Prólogo
La lluvia se estrellaba gratamente en el asfalto de la calle, en los edificios y en los paraguas de la gente que iba y venía. Parecía un día lluvioso, otro normal y corriente en Forks, pero la gente se equivocaba, nada era lo que parecía.
Los suelos se habían vuelto aún más resbaladizos y una fina capa de niebla se acumulaba en las calles, mientras el helado viento silbaba por cada pequeña callejuela.
La oscuridad era cada vez más espesa la gente ya abandonaba las calles. En menos de una hora la gente, no había rastro de nadie, incluso se podía confundir con un pueblo fantasma de no ser por las luces que alumbraban los interiores de cada lugar donde había gente despierta.

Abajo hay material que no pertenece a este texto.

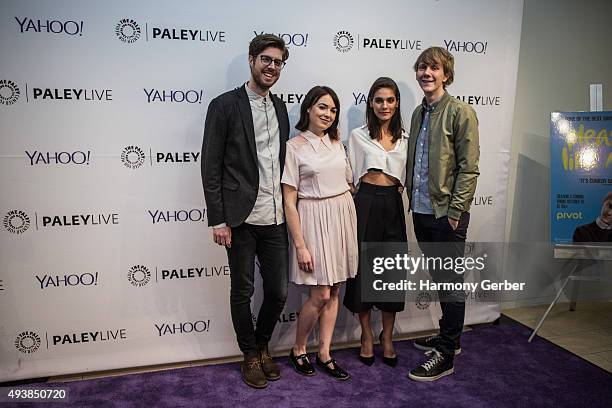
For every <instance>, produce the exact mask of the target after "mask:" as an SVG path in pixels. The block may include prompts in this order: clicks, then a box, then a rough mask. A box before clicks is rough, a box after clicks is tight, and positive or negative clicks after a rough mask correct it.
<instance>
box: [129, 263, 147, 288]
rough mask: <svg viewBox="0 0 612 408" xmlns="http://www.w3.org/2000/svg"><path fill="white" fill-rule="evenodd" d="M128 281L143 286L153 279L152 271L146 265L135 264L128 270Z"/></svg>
mask: <svg viewBox="0 0 612 408" xmlns="http://www.w3.org/2000/svg"><path fill="white" fill-rule="evenodd" d="M128 281H130V283H131V284H132V285H134V286H137V287H142V286H144V285H146V284H147V283H149V282H150V281H151V272H150V271H149V268H147V267H146V266H144V265H134V266H132V267H131V268H130V270H129V271H128Z"/></svg>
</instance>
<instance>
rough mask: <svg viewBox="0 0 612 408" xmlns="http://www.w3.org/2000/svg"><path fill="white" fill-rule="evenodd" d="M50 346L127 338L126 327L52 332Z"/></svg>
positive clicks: (108, 340) (114, 340) (69, 344)
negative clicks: (109, 328) (54, 332)
mask: <svg viewBox="0 0 612 408" xmlns="http://www.w3.org/2000/svg"><path fill="white" fill-rule="evenodd" d="M50 337H51V346H63V345H73V344H79V343H100V342H107V341H114V342H117V341H121V340H127V329H124V328H121V329H101V330H96V331H91V330H88V331H83V332H72V333H60V334H53V335H51V336H50Z"/></svg>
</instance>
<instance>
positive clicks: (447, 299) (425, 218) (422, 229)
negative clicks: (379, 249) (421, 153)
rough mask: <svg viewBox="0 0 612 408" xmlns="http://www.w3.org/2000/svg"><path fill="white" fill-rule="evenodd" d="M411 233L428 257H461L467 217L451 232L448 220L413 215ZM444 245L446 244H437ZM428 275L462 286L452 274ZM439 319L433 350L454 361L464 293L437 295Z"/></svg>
mask: <svg viewBox="0 0 612 408" xmlns="http://www.w3.org/2000/svg"><path fill="white" fill-rule="evenodd" d="M412 221H413V224H414V233H415V235H416V238H417V241H418V243H419V247H420V248H421V251H423V254H424V255H425V256H427V257H442V258H446V257H451V258H457V257H462V256H464V251H465V239H466V236H467V229H468V224H469V223H470V213H468V212H464V213H462V214H461V218H460V220H459V226H458V227H457V229H456V230H453V229H452V227H451V226H450V224H449V223H448V218H447V217H441V218H438V219H436V217H435V216H434V215H429V214H416V213H413V214H412ZM440 242H445V243H447V244H442V245H441V244H439V243H440ZM429 273H430V274H431V277H432V278H433V280H434V281H435V282H436V283H440V282H453V283H455V282H463V275H461V274H457V273H455V272H454V271H446V270H436V269H435V268H434V269H432V270H430V271H429ZM438 297H439V299H440V308H441V309H442V318H441V319H440V321H439V323H440V338H441V340H440V342H439V343H438V345H437V346H436V349H438V351H439V352H440V353H442V354H443V355H444V357H445V358H447V359H449V360H451V361H452V360H453V358H454V356H455V343H456V342H458V341H459V338H460V337H461V332H462V330H463V322H464V318H465V293H464V292H463V291H452V290H451V291H438Z"/></svg>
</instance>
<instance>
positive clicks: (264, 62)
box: [259, 55, 286, 69]
mask: <svg viewBox="0 0 612 408" xmlns="http://www.w3.org/2000/svg"><path fill="white" fill-rule="evenodd" d="M259 59H260V60H261V63H262V64H264V65H265V66H268V65H270V64H272V63H274V68H278V69H283V67H284V66H285V64H286V62H285V61H283V60H276V59H273V58H272V57H270V56H268V55H260V56H259Z"/></svg>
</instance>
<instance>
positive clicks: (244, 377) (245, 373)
mask: <svg viewBox="0 0 612 408" xmlns="http://www.w3.org/2000/svg"><path fill="white" fill-rule="evenodd" d="M240 372H241V373H242V381H244V382H245V383H246V384H247V385H248V386H250V387H253V388H266V387H267V386H268V381H267V380H266V376H265V375H264V373H263V371H262V370H261V361H260V358H259V353H252V354H251V353H249V354H245V355H244V361H243V362H242V365H241V366H240Z"/></svg>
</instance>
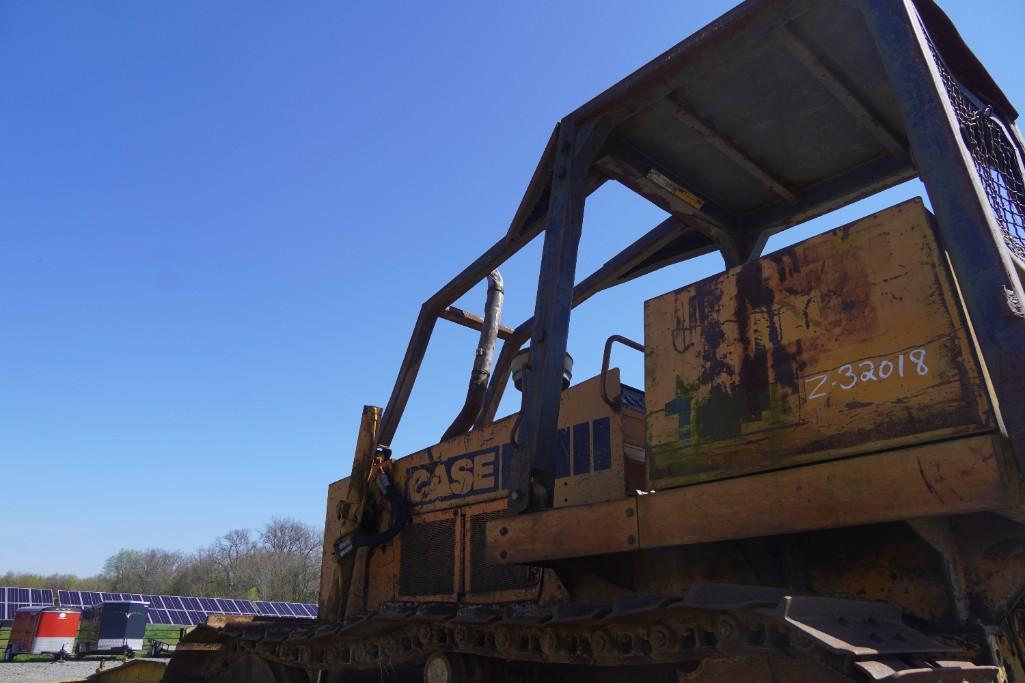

La lluvia no parecía querer descansar y repiqueteaba en las ventanas formando una hermosa música natural.
Solo había una persona por la calle. Corría mirando hacía atrás con demasiada frecuencia, mientras sus botas levantaban millones de gotas cada vez que pisaba un charco.
Aquella persona era una chica. Su corazón latía con demasiada frecuencia a causa del miedo. Las calles solo eran iluminadas por unas tristes farolas, que no eran lo suficientemente luminosas.
Giró bruscamente hacía la derecha con la esperanza de haber despistado a aquel extraño cazador de las sombras. Pero al girar chocó con algo demasiado duro, que la tiró al suelo, mientras que con una mano se sostenía la cabeza por el duro golpe.
Al principio, pensó que era otra farola, pues en su huida se había chocado con un montón, pero al escuchar una sonrisa, entre malévola y divertida, supo que su fin había llegado.
Levantó la vista y miró directamente a los ojos de su asesino, unos ojos carmesíes como la propia sangre. Su corazón latió como las alas de un colibrí, mientras que el cazador la miraba con diversión.
Ella intentó retroceder. Intentó huir arrastrándose por el suelo, pero antes de que diera un único paso, sintió una mano, tan helada como el hielo agarrándola del tobillo, arrastrándola hacia él. La alzó con una mano, como si no pesará más de veinte gramos.
El sonrió mostrandole unos perfectos colmillos blancos que relucían como un diamante en toda su dentadura. Se acercó al cuello de su victima y sin ningún signo de vacilación clavó con fuerza aquellos colmillos que se incrustaron en el cuello de la chica.
Ésta intentó deshacerse de él, pero en menos de un minuto su cuerpo yacía inmóvil en la acera de la calle, mientras la lluvia acariciaba su piel, ahora tan blanca como la de un muerto, porque eso era ahora, otra persona muerta.